Он снова вернулся к моим губам, но теперь в его поцелуе появилась знакомая ярость, та самая, что снесла все плотины в салоне машины. Он уже не изучал, а брал. Забирал моё дыхание, моё сознание, мою волю. Одна его рука отпустила стол и обвила мою спину, прижимая к себе так сильно, что я чувствовала каждый мускул его тела.

Мы дышали на одного, прерывисто и громко, и этот звук оглушительно гремел в идеальной, тихой комнате, нарушая её стерильный порядок раз и навсегда. Где-то далеко зазвонил телефон, но он лишь глубже вжался в мой рот, игнорируя его, игнорируя всё на свете, кроме нас.

Его пальцы, ещё недавно такие нежные, вдруг обрели стремительную, почти грубую целеустремлённость. Он оторвался от моих губ, его дыхание было прерывистым и горячим.

— Я надеюсь, ты простишь меня за это, — прошептал он хрипло, и его руки скользнули к тонким бретелькам моего платья.

Он не стал искать застёжку. Он просто вцепился в шёлковые лямки и резко рванул на себя. Раздался сухой, щемящий звук рвущейся ткани. Бретельки оборвались, как струны, и платье поползло вниз, обнажая плечи, грудь, талию. Я ахнула, не от боли — от шока и дикого возбуждения, вызванного этой внезапной силой.

— Марк... — вырвалось у меня, когда он, не отрывая тёмного, полного голода взгляда, стянул платье до пояса.

—Я ужасно скучал, — его голос был низким, сдавленным желанием. Он прижал горячий рот к моему обнажённому плечу. — А еще я сходил с ума каждый раз, когда смотрел на эту родинку на каждой паре.

Его слова заставляли мурашки бежать по коже. Мои пальцы дрожащим движением потянулись к его ремню. Пряжка поддалась с глухим щелчком.

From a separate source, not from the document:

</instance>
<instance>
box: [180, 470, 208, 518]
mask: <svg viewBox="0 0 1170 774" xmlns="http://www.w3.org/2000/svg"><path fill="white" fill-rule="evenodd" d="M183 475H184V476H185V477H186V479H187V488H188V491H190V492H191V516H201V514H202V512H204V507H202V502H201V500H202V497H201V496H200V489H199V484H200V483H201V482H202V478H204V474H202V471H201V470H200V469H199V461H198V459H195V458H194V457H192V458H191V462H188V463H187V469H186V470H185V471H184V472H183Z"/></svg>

— Тогда мы квиты, — прошептала я, срывая уже расстёгнутый ремень с петель брюк. Звяканье отброшенной пряжки было резким и окончательным. — Я сходила с ума, ловя на себе твой аналитический взгляд на парах... и мечтала увидеть в нём хотя бы намёк на то безумие, что я вижу сейчас.

Он застонал от моих слов, низко и глубоко. Его руки схватили меня под бёдра и поставили на пол. Теперь мы стояли лицом к лицу, почти не дыша, разделённые лишь тонкими слоями ткани, которые отделяли нас от последней грани.